The book begins with the scandals and agitations surrounding Wilkes, and ends with readings of Edmund Burke’s (1729-1797) earliest political writings, which envisage political community—a vision, that Kavanagh argues, is influenced by Wilkes and the effeminate years of the 1760s. Throughout, Kavanagh shows how interlocutors in the political and cultural debates of the mid-eighteenth-century period in Britain, such as Tobias Smollett (1721-1771) and Arthur Murphy (1727-1805), attempt to resolve the problem of effeminate excess. In part, the resolution for Wilkes and Charles Churchill (1731-1764) was to shunt effeminacy onto the sexually non-normative. On the other hand, Burke, in his aesthetic theorization of the beautiful privileges the socially constitutive affects of feeling effeminate. Through an analysis of poetry, fiction, social and economic pamphlets, aesthetic treatises, journalism and correspondences, placed within the latest queer historiography, Kavanagh demonstrates that the mid-century effeminacy crisis served to re-conceive male heterosexuality as the very mark of political legitimacy. Overall, Effeminate Years explores the development of modern ideas of masculinity and the political subject, which are still the basis of debate and argument in our own time.
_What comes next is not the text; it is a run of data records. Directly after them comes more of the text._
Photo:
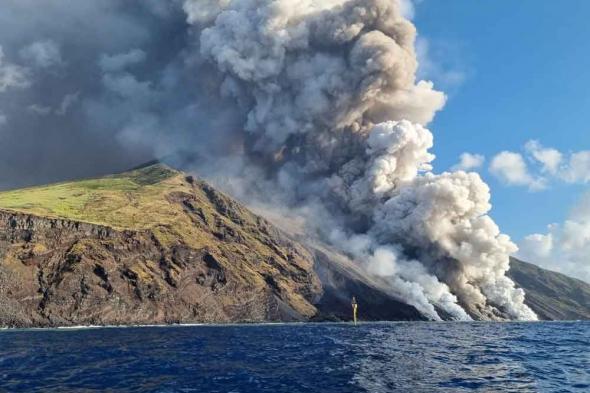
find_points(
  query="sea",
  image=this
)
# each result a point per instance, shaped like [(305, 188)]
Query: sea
[(322, 357)]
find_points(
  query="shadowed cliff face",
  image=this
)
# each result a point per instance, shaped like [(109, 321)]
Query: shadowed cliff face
[(209, 261), (155, 246), (553, 296)]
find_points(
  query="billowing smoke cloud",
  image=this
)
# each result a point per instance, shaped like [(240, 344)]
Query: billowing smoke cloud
[(310, 106), (335, 115)]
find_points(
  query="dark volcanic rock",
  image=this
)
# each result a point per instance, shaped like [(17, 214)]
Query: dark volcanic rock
[(553, 296)]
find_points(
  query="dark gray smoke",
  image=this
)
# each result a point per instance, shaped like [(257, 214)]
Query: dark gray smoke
[(306, 106)]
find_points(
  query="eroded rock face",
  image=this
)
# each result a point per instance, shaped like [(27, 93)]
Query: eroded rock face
[(59, 272)]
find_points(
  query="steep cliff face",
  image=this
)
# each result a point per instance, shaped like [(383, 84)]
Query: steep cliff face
[(552, 295), (155, 246), (209, 260)]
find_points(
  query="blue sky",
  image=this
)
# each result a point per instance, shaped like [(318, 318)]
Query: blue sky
[(514, 71)]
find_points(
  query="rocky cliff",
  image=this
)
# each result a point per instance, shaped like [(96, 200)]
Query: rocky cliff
[(156, 246)]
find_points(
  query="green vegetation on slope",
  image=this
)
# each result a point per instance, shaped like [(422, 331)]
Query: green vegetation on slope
[(551, 295), (120, 201)]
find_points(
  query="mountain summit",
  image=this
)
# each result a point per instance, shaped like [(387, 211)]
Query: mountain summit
[(155, 245)]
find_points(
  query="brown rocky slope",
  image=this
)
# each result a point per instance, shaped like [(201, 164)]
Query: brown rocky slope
[(155, 246)]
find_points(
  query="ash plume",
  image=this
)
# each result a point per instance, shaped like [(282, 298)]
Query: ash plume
[(336, 122), (306, 107)]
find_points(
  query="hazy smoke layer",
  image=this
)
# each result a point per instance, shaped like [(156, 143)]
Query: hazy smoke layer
[(308, 105), (335, 118)]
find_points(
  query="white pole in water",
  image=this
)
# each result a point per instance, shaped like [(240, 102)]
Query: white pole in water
[(354, 309)]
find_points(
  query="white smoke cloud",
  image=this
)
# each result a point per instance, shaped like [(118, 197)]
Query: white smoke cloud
[(512, 169), (565, 247), (335, 112), (469, 162), (309, 106)]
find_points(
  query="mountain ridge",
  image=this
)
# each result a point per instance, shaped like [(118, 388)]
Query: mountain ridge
[(155, 245)]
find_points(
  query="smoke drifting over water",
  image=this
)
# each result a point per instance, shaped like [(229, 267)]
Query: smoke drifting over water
[(311, 107)]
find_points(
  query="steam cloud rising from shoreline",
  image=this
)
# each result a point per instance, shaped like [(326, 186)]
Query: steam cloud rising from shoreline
[(309, 106), (336, 116)]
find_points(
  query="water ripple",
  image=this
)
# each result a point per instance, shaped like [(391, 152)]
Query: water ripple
[(379, 357)]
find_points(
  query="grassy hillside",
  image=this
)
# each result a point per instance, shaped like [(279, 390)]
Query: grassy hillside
[(151, 197), (119, 201), (553, 296), (151, 245)]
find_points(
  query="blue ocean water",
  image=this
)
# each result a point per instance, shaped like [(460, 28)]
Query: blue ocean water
[(373, 357)]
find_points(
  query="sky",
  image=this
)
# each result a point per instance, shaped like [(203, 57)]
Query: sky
[(524, 76), (515, 74)]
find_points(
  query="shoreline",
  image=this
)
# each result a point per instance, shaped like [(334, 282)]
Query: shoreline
[(264, 324)]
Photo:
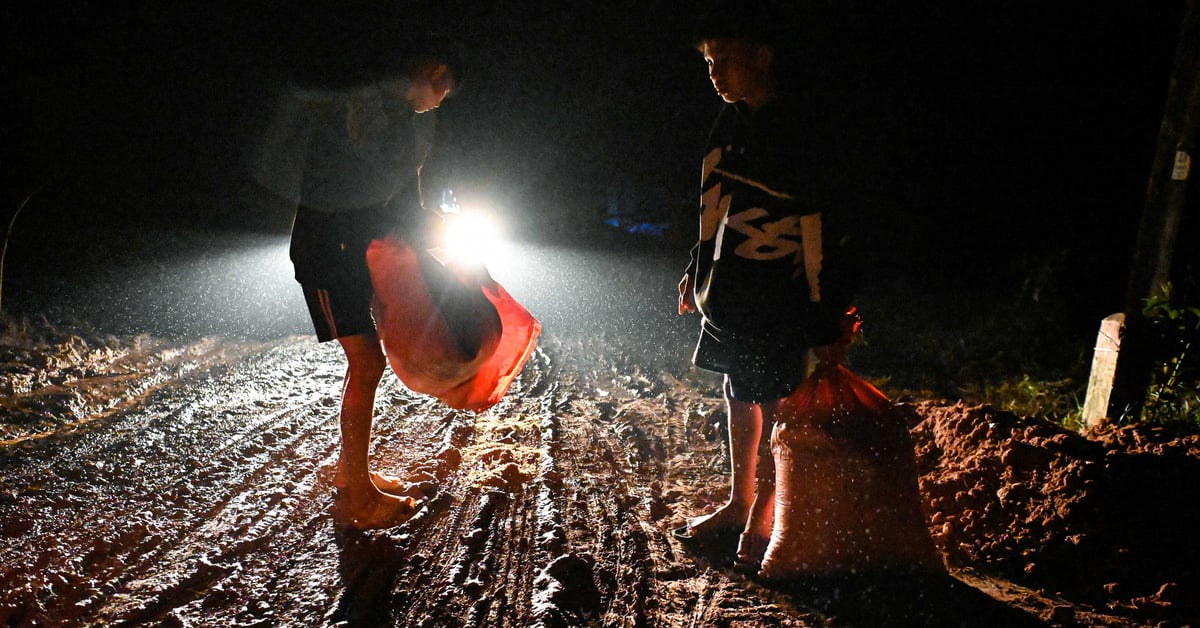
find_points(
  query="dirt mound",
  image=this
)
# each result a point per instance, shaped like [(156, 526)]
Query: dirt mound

Kavanagh (Univ. of Kent, UK) presents an investigation into the twilight world of gender/sex-fluid men—referred to as, among other monikers, sodomites, catamites, and mollies—during Britain’s Georgian period. Kavanagh's critical examination of the works of Charles Churchill, Edmund Burke, John Wilkes, and others illuminates the role effeminacy played in shaping discourse of the day. Kavanagh’s embedded thesis is that fluid identity and outré sexual practices of this period challenged the era’s sensibilities and set the precedent for current efforts to broaden gender and sexual categorizations. In this regard, Kavanagh’s book complements extant research on the subject. Kavanagh’s obvious authority on the subject matter qualifies him for inclusion among the field’s most credible scholars.... [T]he book’s value to English history, literary studies, and gender and sexuality studies stands unquestioned. Summing Up: Essential. Researchers and faculty.